When Is Resistance Actually “Resistance”? January 14, 2019

In Matthew Gordley, New Testament Christological Hymns, a case is made that Colossians 1:15-20 is a kind of resistance literature or poetry.

We are asking How we know when something in the NT is resistance-of-the-empire literature or statement? I will argue that the kind of argument Gordley makes diminishes the potency of the anti-imperial reading and of the resistance literature, but that at some level Colossians 1:15-20 offers a worldview at odds with Rome, with empire, and this therefore at some level a resistance.

I am personally inclined toward anti-imperial readings as a result of how I read the politics of Jesus and the ecclesial vision of Paul. Esp in an era of Trump. But, the method for detection is not that powerful and on top of that is a historical reality that the church in Colosse is so infinitesimally small that “resistance” can be an over reach of magnitude.

Here we go. First, he outlines a solid approach to how resistance literature in the Jewish world worked, with my own emphases:

Recall that the resistance poetry of early Judaism has several features. First, it often recounts horrors of the past as it facilitates remembering for the sake of the oppressed. Second, through its imagery, language, descriptions, and metaphors resistance poetry articulates and provides resources for shaping the identity of the community contrast to the identity of the oppressors. Third, poetry of resistance promotes hope through the articulation of a desirable future that serves to motivate the kind of resistance the poem advocates.

With these categories he goes to Colossians 1:15-20 and “finds” such features. His words now:

While it is evident that Jesus is remembered in the Colossian hymn, it is significant to note what is remembered about Jesus as well as the significance given to those past events. Rather than a narrative such as is found in the Philippian hymn, in which the “death of the cross” is the central turning point of the hymn, Colossians makes more direct claims about its subject through its repeated use of the verb eimi (“he is,” four times). Nevertheless, in Colossians these direct claims are then supported by additional descriptors, which have the effect of articulating some of the actions of the redeemer. Taken together, the direct statements and the additional descriptors, though not creating an overarching narrative to the hymn, do provide ways of remembering Jesus, both who he is and what he has accomplished.

If you look for something you can often find it; finding, however, is not the same as reality. I have my doubts that this point works well for this hymn. Yes, there’s some remembering here…

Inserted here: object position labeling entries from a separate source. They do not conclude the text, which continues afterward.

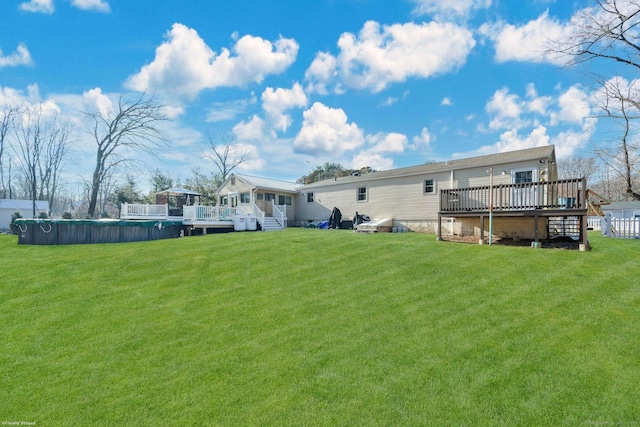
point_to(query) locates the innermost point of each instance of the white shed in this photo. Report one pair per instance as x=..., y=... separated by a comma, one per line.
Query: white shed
x=25, y=207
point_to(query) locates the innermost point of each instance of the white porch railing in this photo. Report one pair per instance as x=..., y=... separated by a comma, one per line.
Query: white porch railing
x=593, y=222
x=143, y=211
x=626, y=228
x=280, y=215
x=258, y=213
x=208, y=213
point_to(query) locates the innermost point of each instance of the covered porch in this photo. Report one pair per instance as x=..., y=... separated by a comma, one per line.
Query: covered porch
x=536, y=210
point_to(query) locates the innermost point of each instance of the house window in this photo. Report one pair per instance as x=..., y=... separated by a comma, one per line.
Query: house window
x=429, y=186
x=523, y=177
x=362, y=194
x=284, y=200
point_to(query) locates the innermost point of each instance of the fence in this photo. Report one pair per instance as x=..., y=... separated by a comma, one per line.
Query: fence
x=625, y=228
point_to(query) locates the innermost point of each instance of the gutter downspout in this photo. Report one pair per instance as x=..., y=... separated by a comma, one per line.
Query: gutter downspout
x=490, y=205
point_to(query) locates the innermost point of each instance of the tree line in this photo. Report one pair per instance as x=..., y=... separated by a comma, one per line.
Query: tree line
x=35, y=141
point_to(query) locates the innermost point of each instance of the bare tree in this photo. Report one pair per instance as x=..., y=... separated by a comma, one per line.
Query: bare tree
x=133, y=127
x=7, y=116
x=225, y=153
x=622, y=157
x=578, y=166
x=51, y=163
x=607, y=32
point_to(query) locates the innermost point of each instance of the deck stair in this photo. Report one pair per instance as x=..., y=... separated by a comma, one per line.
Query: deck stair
x=270, y=224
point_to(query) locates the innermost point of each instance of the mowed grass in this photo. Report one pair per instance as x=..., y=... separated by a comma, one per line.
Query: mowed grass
x=317, y=327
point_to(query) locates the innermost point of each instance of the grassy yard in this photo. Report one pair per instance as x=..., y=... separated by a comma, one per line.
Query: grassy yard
x=317, y=327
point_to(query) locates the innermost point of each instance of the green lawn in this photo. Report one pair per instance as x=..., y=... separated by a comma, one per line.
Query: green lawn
x=318, y=327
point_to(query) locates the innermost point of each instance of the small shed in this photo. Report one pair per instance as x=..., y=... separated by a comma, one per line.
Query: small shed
x=9, y=206
x=623, y=209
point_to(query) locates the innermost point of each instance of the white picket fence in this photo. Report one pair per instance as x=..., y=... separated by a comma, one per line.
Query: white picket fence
x=625, y=228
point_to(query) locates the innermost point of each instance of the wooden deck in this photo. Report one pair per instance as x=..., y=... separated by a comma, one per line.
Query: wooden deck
x=547, y=200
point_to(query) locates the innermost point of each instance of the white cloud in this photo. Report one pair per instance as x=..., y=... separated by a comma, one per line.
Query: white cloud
x=449, y=8
x=387, y=142
x=325, y=131
x=221, y=111
x=95, y=100
x=322, y=71
x=535, y=103
x=20, y=57
x=276, y=101
x=375, y=160
x=527, y=43
x=93, y=5
x=505, y=108
x=568, y=141
x=510, y=140
x=184, y=65
x=379, y=56
x=38, y=6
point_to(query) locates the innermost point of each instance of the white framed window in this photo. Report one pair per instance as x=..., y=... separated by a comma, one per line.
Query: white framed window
x=361, y=194
x=429, y=186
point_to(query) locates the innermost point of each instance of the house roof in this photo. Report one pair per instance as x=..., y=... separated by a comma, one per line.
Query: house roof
x=269, y=184
x=546, y=152
x=17, y=204
x=177, y=191
x=622, y=206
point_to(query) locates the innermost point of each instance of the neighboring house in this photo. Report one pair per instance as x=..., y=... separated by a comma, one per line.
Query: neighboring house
x=275, y=199
x=9, y=206
x=515, y=195
x=411, y=196
x=622, y=209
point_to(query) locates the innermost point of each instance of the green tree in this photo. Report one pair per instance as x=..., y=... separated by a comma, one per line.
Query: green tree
x=127, y=193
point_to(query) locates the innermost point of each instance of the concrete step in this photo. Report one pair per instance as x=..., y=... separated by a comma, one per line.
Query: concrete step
x=270, y=224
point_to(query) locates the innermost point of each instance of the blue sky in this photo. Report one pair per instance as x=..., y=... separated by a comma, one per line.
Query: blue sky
x=380, y=83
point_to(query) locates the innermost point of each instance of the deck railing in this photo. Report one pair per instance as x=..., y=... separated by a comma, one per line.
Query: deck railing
x=562, y=194
x=280, y=214
x=208, y=213
x=144, y=211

Second, on the identity of the community:

The identity of the community is seen in the first strophe. The first strophe suggests that the community consists of those who are part of “the church” and, as such, are under the headship of Christ, in contrast to those who fall under the headship of Caesar. The second strophe suggests that the community consists of those who are already reconciled to Christ, and who experience the peace that came about through the cross. Taken as a whole the hymn implies that the community members are those who recognize and acknowledge the supremacy of Christ in all things. They already embrace the vision of Christ that the hymn promotes….

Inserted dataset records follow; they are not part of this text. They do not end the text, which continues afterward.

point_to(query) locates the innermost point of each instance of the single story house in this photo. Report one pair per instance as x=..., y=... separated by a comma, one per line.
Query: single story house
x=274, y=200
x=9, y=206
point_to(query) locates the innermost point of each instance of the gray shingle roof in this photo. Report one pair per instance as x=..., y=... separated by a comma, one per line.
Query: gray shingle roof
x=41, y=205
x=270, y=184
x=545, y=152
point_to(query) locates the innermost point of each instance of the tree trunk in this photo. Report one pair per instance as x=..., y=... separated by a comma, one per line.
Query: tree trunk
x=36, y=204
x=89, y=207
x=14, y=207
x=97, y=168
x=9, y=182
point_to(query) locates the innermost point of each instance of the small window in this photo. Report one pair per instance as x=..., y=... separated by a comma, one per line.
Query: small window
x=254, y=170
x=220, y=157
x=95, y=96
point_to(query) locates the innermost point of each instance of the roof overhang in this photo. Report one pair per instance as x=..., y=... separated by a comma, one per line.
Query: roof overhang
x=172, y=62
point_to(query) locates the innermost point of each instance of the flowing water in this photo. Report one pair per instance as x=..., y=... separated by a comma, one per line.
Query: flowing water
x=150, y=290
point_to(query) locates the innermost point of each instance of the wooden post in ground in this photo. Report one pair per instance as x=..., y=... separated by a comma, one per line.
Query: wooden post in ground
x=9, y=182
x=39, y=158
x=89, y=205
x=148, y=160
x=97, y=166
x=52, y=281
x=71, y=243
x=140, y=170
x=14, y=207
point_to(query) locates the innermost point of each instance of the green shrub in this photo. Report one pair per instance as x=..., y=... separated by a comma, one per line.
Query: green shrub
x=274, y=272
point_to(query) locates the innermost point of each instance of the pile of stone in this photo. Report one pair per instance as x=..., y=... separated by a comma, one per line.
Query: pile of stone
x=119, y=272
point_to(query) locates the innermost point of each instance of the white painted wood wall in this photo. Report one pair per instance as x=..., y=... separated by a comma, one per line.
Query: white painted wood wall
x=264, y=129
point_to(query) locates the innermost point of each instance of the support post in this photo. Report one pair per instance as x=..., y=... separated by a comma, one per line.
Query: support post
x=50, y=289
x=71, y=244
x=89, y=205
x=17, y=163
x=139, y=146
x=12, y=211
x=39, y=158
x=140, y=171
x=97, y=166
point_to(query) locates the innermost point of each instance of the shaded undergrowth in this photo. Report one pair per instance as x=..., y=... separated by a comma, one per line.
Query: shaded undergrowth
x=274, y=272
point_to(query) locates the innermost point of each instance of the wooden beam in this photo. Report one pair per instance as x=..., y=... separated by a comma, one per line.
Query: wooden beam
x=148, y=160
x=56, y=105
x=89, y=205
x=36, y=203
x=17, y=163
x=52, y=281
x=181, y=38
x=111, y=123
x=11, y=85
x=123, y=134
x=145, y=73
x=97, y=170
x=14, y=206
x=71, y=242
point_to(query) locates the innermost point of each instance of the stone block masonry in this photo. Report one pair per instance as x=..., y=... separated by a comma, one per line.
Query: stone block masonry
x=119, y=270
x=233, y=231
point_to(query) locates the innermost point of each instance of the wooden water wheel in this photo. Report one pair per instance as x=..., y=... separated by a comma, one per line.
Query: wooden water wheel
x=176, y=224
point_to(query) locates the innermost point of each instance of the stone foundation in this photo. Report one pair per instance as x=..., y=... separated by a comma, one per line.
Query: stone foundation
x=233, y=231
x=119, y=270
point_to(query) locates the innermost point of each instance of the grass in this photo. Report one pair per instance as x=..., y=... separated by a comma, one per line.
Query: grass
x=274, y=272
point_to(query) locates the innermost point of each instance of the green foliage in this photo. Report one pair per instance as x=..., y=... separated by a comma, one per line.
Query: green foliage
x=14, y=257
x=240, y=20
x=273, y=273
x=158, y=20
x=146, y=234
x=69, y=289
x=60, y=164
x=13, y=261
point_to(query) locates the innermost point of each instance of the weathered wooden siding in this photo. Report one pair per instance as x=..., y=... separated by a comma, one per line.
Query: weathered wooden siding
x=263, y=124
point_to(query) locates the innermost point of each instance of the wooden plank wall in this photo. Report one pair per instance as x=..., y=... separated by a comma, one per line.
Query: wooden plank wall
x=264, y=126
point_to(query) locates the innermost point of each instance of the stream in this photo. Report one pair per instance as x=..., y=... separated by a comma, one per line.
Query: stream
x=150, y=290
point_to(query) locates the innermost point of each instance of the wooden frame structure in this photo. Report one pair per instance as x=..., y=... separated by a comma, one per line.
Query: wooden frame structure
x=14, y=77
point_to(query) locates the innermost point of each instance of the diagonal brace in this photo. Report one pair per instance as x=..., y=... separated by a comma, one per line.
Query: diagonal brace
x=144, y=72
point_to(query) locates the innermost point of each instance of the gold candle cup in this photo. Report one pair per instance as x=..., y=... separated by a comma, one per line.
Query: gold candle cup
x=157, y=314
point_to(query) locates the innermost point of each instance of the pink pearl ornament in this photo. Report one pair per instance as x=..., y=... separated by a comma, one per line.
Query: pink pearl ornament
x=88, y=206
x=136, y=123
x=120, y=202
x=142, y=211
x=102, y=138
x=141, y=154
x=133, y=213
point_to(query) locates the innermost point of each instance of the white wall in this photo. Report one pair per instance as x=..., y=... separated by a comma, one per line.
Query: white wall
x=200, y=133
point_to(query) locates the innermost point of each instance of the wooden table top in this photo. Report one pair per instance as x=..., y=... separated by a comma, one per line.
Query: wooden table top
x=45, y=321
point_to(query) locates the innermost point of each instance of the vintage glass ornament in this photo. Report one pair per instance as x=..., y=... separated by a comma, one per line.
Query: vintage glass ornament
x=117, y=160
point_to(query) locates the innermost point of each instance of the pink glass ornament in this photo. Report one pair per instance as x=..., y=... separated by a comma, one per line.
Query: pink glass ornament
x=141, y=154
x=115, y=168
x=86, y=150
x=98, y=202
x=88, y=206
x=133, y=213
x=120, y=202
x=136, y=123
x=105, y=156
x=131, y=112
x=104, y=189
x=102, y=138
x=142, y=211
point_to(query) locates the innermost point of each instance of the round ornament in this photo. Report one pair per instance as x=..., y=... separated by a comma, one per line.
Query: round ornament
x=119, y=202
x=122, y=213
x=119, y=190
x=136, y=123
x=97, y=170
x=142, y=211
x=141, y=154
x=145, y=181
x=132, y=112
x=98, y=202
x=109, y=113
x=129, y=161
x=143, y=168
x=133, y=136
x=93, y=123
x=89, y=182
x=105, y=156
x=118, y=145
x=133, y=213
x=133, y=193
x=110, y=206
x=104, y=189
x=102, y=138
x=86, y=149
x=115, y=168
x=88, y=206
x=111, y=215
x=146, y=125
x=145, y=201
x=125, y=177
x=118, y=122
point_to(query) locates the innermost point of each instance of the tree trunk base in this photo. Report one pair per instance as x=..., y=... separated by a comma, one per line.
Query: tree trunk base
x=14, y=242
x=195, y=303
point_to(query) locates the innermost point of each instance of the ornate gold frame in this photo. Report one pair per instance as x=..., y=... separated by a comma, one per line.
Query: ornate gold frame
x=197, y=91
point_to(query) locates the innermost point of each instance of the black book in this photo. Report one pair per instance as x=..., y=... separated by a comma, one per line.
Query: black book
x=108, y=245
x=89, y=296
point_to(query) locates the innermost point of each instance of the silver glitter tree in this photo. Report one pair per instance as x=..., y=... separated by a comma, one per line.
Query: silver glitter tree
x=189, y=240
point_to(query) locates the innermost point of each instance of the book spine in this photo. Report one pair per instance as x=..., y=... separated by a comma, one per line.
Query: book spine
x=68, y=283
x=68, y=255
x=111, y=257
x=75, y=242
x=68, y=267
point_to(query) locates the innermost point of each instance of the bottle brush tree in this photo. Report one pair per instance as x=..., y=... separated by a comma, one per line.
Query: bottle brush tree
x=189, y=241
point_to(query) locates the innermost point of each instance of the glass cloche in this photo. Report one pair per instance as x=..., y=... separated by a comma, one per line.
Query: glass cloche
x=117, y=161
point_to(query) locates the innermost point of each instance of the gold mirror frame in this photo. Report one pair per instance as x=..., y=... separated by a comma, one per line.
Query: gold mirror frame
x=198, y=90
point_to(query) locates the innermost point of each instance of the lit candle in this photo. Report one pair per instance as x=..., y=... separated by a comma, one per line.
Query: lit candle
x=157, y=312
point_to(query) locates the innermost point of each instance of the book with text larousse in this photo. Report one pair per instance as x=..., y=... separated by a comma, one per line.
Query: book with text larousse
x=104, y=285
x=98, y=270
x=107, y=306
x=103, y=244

In the context of this imagery, the hymn puts forward a picture of Jesus as the agent of God in both creation and redemption of all things. The opponents, those who are being actively resisted, are those who are yet neither pacified nor reconciled. Yet the promise of reconciliation and pacification is held out in our hymn, providing a vision of the future that is different from the past or present.

OK, I can accept this as a form of reasonable explanation. The community is not the point of the hymn, of course, and it can be be found as inevitable in implication. Third, a hopeful future.

Vs we saw above, several indicators in the hymn suggest that the author understood that the long-awaited prophecies of renewal and restoration have come to pass in Jesus. First, the resurrection was a signal that the new age had begun. Second, all the fullness dwelling “in him” may point to the return of the glory of God to his temple, another major theme of the prophetic promises of renewal.110 Third, that God was pleased to reconcile all things to himself taps into this narrative as well, suggesting that even those nations hostile to God would turn to him and be reconciled.111 And fourth, that it was done through the blood of the cross, while not anticipated by the prophetic texts, is key. The point of the Colossian hymn is that through the blood of Jesus this long-awaited new era has now begun. The comprehensive picture of Christ through the hymn is thus eschatological in the sense that what God does in and through Christ is a revelation to the world of the renewing actions of God.

These three points are implications of the hymn; not the hymn’s intention. The point of the hymn is praise of Christ and the facts about that Christ enter into a memory-register. The primary resistance literature was far more overt about these themes, but the Christology of this hymn is at odds with Rome and the emperor. The size of the early Christian community led more to a strategy of staying out of trouble more than resistance.